The Morgan County Department of Human Services “seeks to treat this Safe Haven case like all other abandonment proceedings,” Samour wrote. “But the extended months-long timeline inherent in MCDHS’s proposed approach cannot be squared with the legislature’s command for expediency in the Safe Haven Law.”

“Forcing the parent back into the picture” after they have chosen to abandon their child through the state-sanctioned path, he continued, was at odds with the law.

Therefore, “we infer that a parent who properly seeks shelter under the Safe Haven Law’s protective aegis is entitled to anonymity and confidentiality,” Samour concluded.

Hood, in dissent, noted that the safe haven law mentions the confidentiality of certain records but lacks any indication of anonymity for parents.

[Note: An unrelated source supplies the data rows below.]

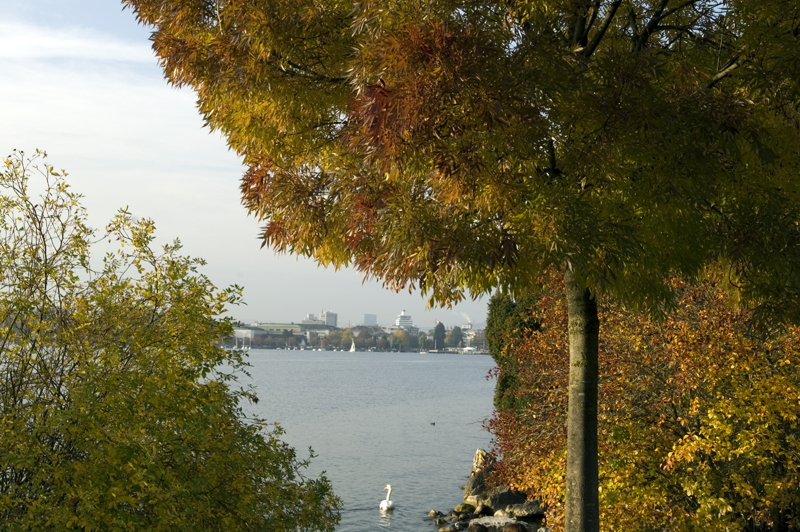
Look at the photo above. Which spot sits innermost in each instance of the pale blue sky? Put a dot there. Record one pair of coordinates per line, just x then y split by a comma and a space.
79, 81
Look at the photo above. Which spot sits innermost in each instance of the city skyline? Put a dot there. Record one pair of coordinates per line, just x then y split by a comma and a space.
81, 82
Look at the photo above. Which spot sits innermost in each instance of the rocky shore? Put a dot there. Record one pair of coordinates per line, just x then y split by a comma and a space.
490, 509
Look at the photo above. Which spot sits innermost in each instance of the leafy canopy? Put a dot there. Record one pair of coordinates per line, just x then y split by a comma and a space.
118, 411
698, 423
461, 146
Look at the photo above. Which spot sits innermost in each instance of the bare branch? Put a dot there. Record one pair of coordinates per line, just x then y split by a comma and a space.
592, 46
732, 65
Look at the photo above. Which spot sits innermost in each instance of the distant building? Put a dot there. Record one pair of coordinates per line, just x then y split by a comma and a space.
405, 323
404, 320
313, 319
329, 318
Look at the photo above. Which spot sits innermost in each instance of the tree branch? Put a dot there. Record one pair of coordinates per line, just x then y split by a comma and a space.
592, 46
732, 65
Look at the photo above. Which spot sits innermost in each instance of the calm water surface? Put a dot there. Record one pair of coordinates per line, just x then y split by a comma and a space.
368, 418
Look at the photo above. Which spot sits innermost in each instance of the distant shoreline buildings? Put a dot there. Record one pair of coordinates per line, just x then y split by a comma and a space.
322, 330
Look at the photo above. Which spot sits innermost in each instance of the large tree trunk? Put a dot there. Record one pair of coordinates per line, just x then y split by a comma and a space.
582, 504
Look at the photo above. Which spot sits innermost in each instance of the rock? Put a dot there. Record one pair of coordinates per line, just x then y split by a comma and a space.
476, 484
526, 509
483, 510
497, 524
501, 497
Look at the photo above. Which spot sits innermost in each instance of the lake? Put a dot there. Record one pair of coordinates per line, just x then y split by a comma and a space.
406, 419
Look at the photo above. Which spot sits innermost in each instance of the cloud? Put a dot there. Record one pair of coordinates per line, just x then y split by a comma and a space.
23, 41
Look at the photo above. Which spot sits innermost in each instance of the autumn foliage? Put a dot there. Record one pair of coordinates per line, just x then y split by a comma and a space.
698, 424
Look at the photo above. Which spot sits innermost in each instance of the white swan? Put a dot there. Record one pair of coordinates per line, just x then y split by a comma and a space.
387, 504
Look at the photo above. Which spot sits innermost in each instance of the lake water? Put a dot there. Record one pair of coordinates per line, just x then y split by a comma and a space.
368, 417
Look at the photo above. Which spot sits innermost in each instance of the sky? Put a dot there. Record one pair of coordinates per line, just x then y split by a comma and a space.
79, 81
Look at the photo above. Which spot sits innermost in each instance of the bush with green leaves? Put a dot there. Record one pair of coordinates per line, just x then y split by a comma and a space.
118, 408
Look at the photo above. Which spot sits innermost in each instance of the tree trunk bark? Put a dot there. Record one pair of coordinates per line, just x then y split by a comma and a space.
582, 503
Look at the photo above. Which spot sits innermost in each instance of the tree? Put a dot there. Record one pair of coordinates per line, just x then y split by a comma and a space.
119, 411
507, 323
697, 428
439, 335
462, 148
454, 337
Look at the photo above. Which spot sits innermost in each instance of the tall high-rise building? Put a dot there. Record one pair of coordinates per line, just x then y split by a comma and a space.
329, 318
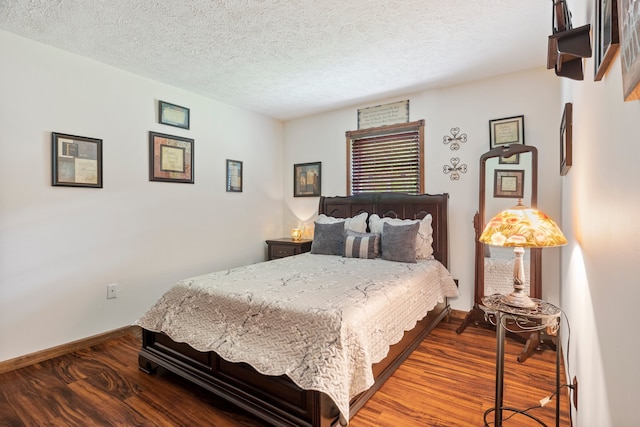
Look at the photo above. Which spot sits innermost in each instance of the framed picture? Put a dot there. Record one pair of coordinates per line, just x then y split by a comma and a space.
566, 136
509, 130
173, 115
508, 183
605, 35
170, 158
307, 179
628, 18
76, 161
234, 176
513, 160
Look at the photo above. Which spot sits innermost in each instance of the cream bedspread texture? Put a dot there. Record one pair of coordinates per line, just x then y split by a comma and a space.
322, 320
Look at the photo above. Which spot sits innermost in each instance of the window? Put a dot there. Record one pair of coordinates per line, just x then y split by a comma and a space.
387, 158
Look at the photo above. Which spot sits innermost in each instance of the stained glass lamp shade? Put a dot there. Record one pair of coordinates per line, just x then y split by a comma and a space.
521, 227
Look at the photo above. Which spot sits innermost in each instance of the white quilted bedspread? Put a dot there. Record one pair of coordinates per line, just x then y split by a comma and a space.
322, 320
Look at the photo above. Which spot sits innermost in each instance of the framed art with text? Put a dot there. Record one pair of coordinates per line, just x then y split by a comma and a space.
234, 176
508, 183
170, 158
307, 179
566, 139
76, 161
509, 130
173, 115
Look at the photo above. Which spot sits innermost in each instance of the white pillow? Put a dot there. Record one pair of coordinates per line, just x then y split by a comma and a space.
424, 239
357, 223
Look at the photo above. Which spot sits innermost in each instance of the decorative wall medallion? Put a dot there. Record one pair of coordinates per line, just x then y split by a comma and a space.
454, 139
455, 169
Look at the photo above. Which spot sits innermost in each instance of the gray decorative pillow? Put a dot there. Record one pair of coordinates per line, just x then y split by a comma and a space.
361, 245
328, 239
399, 242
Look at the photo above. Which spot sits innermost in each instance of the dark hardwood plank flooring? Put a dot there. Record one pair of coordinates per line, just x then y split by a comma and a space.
448, 381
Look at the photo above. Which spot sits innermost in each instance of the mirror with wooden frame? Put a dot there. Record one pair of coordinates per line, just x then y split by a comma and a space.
494, 265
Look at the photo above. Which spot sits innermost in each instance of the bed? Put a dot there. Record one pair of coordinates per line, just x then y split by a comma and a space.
258, 347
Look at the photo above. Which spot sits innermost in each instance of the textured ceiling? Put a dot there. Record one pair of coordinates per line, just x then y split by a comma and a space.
286, 58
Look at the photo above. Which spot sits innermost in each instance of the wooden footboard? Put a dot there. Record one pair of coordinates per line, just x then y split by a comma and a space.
276, 400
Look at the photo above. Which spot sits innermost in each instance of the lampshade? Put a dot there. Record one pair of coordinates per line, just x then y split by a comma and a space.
521, 227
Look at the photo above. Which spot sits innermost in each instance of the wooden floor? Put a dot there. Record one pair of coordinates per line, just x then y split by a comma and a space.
448, 381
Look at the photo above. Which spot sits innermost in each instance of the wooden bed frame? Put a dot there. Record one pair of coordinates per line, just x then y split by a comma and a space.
277, 400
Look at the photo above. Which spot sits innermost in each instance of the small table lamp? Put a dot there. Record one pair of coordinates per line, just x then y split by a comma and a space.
521, 227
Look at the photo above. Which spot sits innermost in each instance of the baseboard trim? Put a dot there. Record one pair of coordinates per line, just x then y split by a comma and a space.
50, 353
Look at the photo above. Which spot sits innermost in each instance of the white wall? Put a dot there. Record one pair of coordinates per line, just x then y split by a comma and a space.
60, 246
600, 269
534, 94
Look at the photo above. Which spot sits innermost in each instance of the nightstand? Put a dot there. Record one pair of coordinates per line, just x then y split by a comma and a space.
281, 248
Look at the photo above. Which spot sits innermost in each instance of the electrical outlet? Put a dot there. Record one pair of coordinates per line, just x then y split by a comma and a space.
112, 290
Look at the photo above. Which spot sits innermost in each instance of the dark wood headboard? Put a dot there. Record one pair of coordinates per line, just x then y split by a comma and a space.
396, 205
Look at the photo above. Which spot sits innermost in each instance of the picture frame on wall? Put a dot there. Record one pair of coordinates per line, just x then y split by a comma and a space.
606, 36
566, 139
173, 115
234, 176
504, 132
508, 183
170, 158
76, 161
628, 17
307, 179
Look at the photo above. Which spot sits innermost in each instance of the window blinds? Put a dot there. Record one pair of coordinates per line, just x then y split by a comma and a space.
386, 159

He would have allowed lawmakers to insert such a requirement, should they wish.

Rep. Gretchen Rydin, D-Littleton, who sponsored a bill this year modifying portions of the safe haven law that were not implicated by the appeal, said she did not intend to alter the majority’s finding of anonymity.

“In my reading of the safe haven law, confidentiality and anonymity are foundational to the process, and the ruling reinforces that understanding,” she said. “The upcoming Colorado Department of Human Services rulemaking process will allow stakeholders to consider this ruling alongside other practical concerns and develop clear guidance. If that process identifies a need for additional clarity in statute, I’m open to that.”

Jacque Frenier, director of the Morgan County Department of Human Services, said her office “respects the law and the process and will abide by any and all laws. MCDHS believes the dissent correctly analyzed and applied the law in this case.”

The case is People in the Interest of G.D.M.